Belgium’s Commission for the Regulation of Electricity and Gas (CREG), being the federal body for regulating the electricity and natural gas market in that country, has published a report on the competitive position of natural gas used as CNG (compressed natural gas) and LNG (liquefied natural gas) fuel for different vehicle types.
CREG says the the purpose of the study was to analyse, in complete independence and without value judgement, the market for natural gas as a fuel. It has been able to show that these fuels are more ecological (about 80 to 90 % less particulate matter and nitrogen oxides) and generally better economic alternatives than fossil fuels. This study focuses mainly on the economic aspect.
For passenger cars and vans, the fuel cost of CNG is about 70% lower than that of fossil fuels, taking into account a lower price at the pump and lower consumption. Moreover, the fuel price of CNG is relatively similar to that of electricity. CNG appears to be generally more economical in comparison with both petrol and diesel and CNG fuel will be available from about 140 stations by end of 2019.
The current business case is positive for CNG and LNG trucks, provided that sufficient kilometers are covered and that regional support measures (purchase premiums) are taken into account. CREG observes that the restrictive problems identified a few years ago, such as the limited power of vehicles and the number of service stations, have largely been solved. There are currently seven LNG stations in Belgium with ten other projects foreseen for 2019 and 2020.
Unlike LPG vehicles, with which they are sometimes confused, CNG and LNG vehicles are mainly produced in a factory. The growth in the number of CNG and LNG stations in Belgium and in Europe makes it easier to rely on these alternative motorisations that are still relatively unknown.

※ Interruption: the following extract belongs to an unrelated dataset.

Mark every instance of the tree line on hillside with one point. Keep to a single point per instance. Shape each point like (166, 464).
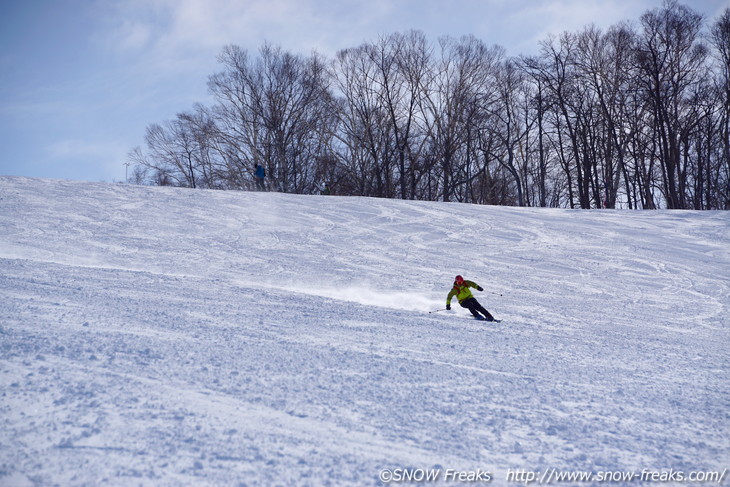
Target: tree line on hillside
(636, 116)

The Executive Summary goes on to explain two main elements that weigh economically on all vehicles analysed are the fuel price and the purchase price of the vehicle. Other elements, namely residual value and maintenance costs, are only important for the truck market.
The study discusses technical and regulatory aspects, profitability analysis, and market development of refueling infrastructure and vehicles before reaching the conclusion that:
“Based on this study, carried out independently and without any value judgement, natural gas (CNG for passenger cars and commercial vehicles, LNG for international trucks) appears to be a real alternative to traditional fuels and demonstrates its relevance both in terms of the environment (significant reduction in particulate matter and nitrogen oxides, supply of CNG stations via pipelines and not by truck) and the economy (lower fuel costs).”